『Precious: Based on the Novel Push by Sapphire』(邦題『プレシャス』)


『プレシャス』 写真クレジット:Lionsgate
娘に皿を投げつけ、フライパンで殴りかかり、「お前など誰も必要としていない」と罵詈雑言を浴びせかける母。実の子を憎み、蔑み、痛めつけることしか出来ない母親がいる。そんな親は想像以上に多いのかもしれない。
今年のサンダンス映画祭で最優秀審査員賞、観客賞など3賞を受賞し、オプラ・ウィンフリーが絶賛する前評判の高い作品でもある。

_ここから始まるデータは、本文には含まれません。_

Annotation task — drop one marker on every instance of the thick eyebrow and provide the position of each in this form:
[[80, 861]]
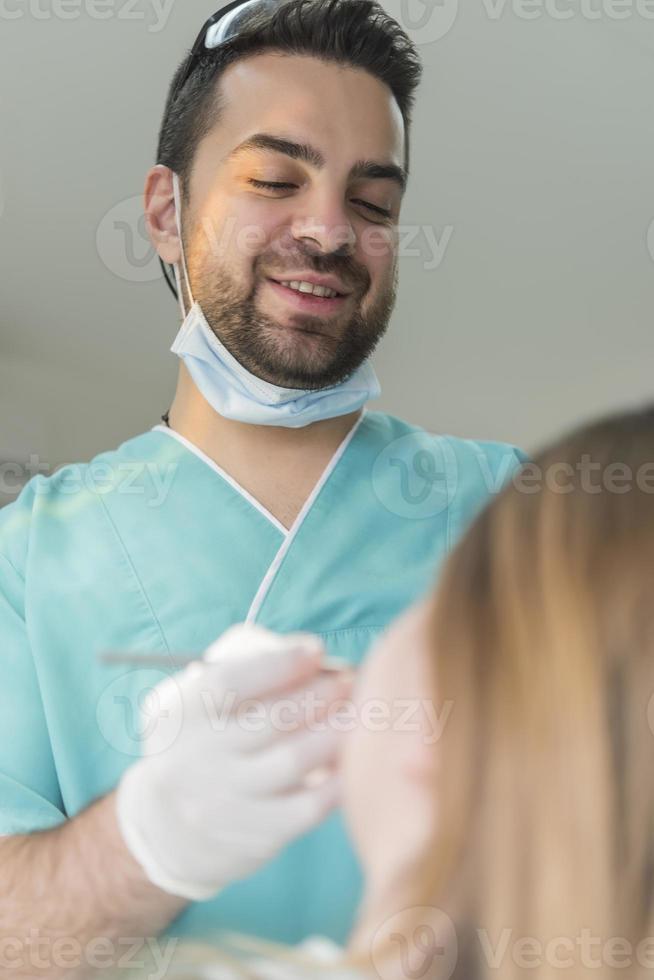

時代は87年、主人公プレシャス(ガブレイ・シディブ)はハーレムの高校に通う16才。生活保護を受けている母(モニーク)と二人暮らしだ。一日中家にいてテレビを観ている母は、「最愛の人」を意味するプレシャスの名を呼びながら、理由のない罵倒と虐待を繰り返す。

そんなプレシャスが二人目の子供を妊娠し、学校を追われる。転校先は学校を追われた子が集まる小さな学校。彼女はそこでレイン先生(ポーラ・パットン)と出会い、初めて読み書きを学ぶ。生まれて初めて体験する他者の愛だった。

プレシャスの妊娠は父親の強姦の果て。それを認める母親の涙は娘のためではなく、自分の男を娘に取られた哀れな自分のために流される。この母親がヤク中でもアル中でもないという設定が生きている。虐待を薬物のせいにする安易さを避けて、母親の背後に広がる荒涼とした貧困と無関心、無知の世界を見せようというのが狙いだ。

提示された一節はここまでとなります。